Through the Eyes of Naturalists
The Exploratorium program is a special part of the Lower School experience—it’s a way of fostering a passion for science and nature early on, in the youngest members of the Sidwell Friends community. Twice a week, PK and kindergarten students stop by the Exploratorium classroom to learn about the natural world, perform experiments, and practice working together through creative play.
“The basic idea of the science curriculum is that I want the kids to be outside as much as possible, exploring and doing hands-on things,” says Monica Sorensen, the Exploratorium teacher. “We garden, and we go outside and observe nature close up. For this age group, I want them to sit the least amount of time possible.

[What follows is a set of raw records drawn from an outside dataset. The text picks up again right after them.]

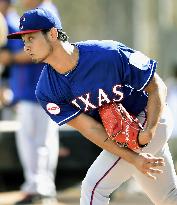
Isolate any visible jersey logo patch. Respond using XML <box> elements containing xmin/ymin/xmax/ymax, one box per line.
<box><xmin>129</xmin><ymin>51</ymin><xmax>150</xmax><ymax>70</ymax></box>
<box><xmin>46</xmin><ymin>103</ymin><xmax>60</xmax><ymax>115</ymax></box>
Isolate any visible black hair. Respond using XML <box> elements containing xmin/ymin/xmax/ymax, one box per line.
<box><xmin>42</xmin><ymin>29</ymin><xmax>69</xmax><ymax>42</ymax></box>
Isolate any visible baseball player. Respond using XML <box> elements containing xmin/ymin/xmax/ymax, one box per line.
<box><xmin>0</xmin><ymin>0</ymin><xmax>59</xmax><ymax>204</ymax></box>
<box><xmin>8</xmin><ymin>9</ymin><xmax>177</xmax><ymax>205</ymax></box>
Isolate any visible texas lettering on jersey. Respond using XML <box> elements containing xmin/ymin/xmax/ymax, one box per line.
<box><xmin>71</xmin><ymin>85</ymin><xmax>124</xmax><ymax>112</ymax></box>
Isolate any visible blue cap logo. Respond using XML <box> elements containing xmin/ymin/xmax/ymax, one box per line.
<box><xmin>7</xmin><ymin>8</ymin><xmax>62</xmax><ymax>39</ymax></box>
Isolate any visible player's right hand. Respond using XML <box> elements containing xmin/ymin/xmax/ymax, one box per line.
<box><xmin>134</xmin><ymin>153</ymin><xmax>165</xmax><ymax>180</ymax></box>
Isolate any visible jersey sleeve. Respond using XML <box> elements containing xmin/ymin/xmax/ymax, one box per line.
<box><xmin>36</xmin><ymin>92</ymin><xmax>81</xmax><ymax>126</ymax></box>
<box><xmin>117</xmin><ymin>46</ymin><xmax>157</xmax><ymax>91</ymax></box>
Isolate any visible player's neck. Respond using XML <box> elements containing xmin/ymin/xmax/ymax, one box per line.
<box><xmin>47</xmin><ymin>42</ymin><xmax>79</xmax><ymax>74</ymax></box>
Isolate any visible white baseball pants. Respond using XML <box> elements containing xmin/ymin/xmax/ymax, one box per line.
<box><xmin>80</xmin><ymin>107</ymin><xmax>177</xmax><ymax>205</ymax></box>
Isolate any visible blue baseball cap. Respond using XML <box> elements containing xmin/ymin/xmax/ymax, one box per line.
<box><xmin>7</xmin><ymin>8</ymin><xmax>62</xmax><ymax>39</ymax></box>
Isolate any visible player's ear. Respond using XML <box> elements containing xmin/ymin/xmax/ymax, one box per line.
<box><xmin>48</xmin><ymin>27</ymin><xmax>58</xmax><ymax>41</ymax></box>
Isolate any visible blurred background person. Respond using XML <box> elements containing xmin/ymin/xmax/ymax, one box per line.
<box><xmin>166</xmin><ymin>63</ymin><xmax>177</xmax><ymax>173</ymax></box>
<box><xmin>0</xmin><ymin>0</ymin><xmax>59</xmax><ymax>204</ymax></box>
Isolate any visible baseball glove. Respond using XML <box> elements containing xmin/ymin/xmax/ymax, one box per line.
<box><xmin>99</xmin><ymin>102</ymin><xmax>146</xmax><ymax>150</ymax></box>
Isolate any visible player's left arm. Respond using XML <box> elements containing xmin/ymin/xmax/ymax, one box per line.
<box><xmin>139</xmin><ymin>73</ymin><xmax>167</xmax><ymax>144</ymax></box>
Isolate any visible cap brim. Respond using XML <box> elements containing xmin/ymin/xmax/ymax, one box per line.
<box><xmin>7</xmin><ymin>29</ymin><xmax>41</xmax><ymax>39</ymax></box>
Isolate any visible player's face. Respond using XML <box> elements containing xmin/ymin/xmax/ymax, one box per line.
<box><xmin>22</xmin><ymin>32</ymin><xmax>53</xmax><ymax>63</ymax></box>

I give instructions, but instead of them just watching me, I want them to be able to go out and do it for themselves.”
One part of the Exploratorium program is the soil project, which came about after the PK and kindergarten students had spent some time gardening. “We’d already planted seeds, and we’d been talking about compost,” says Monica. “The students were saying, ‘Well, compost is good for the soil,’ and I said, ‘How do we know? Shouldn’t we prove it?’ The idea is to ask questions, to get them to take a closer look.”
In the first stage of the project, Monica sent teams of children into various parts of the field by the Exploratorium. Students scooped soil from the main garden bed, the garden beds along the classroom windows, the grass, and a nearby hill into test tubes. “They used eyedroppers and filled them with water, and as it settled, they could see what was in the soil,” Monica explains.
After noticing that the soil quality in some areas wasn’t very good, the students started discussing steps they could take to help. They made their own compost out of pumpkins filled with vegetable scraps, paper towels, and other items they felt like adding. “Each group took a pumpkin and filled it up,” says Monica. “There’s a patch where we’ve planted garlic for three or four years. We couldn’t plant any more garlic there, because we’ve used up all the nutrients, so we planted the six pumpkins. I told them that, in April, we’re going to dig them up again and see what’s there. Every child got to put one thing inside of their pumpkin as a test to see if it would decompose.”
Monica stresses the importance of being observant, asking questions, and thinking of ways to solve problems you might discover. “We talk about thinking about where we are and what’s around us, and if we can think of ways to make improvements, we should do that! With the youngest kids, I don’t give them all the technicalities of soil, but I can get them to be intrigued about it and to notice the smaller details. It’s a process of slowing down to look at something and staying with it for a while. They’re approaching the world through the eyes of a naturalist—going outside in nature, rather than taking nature indoors to study.”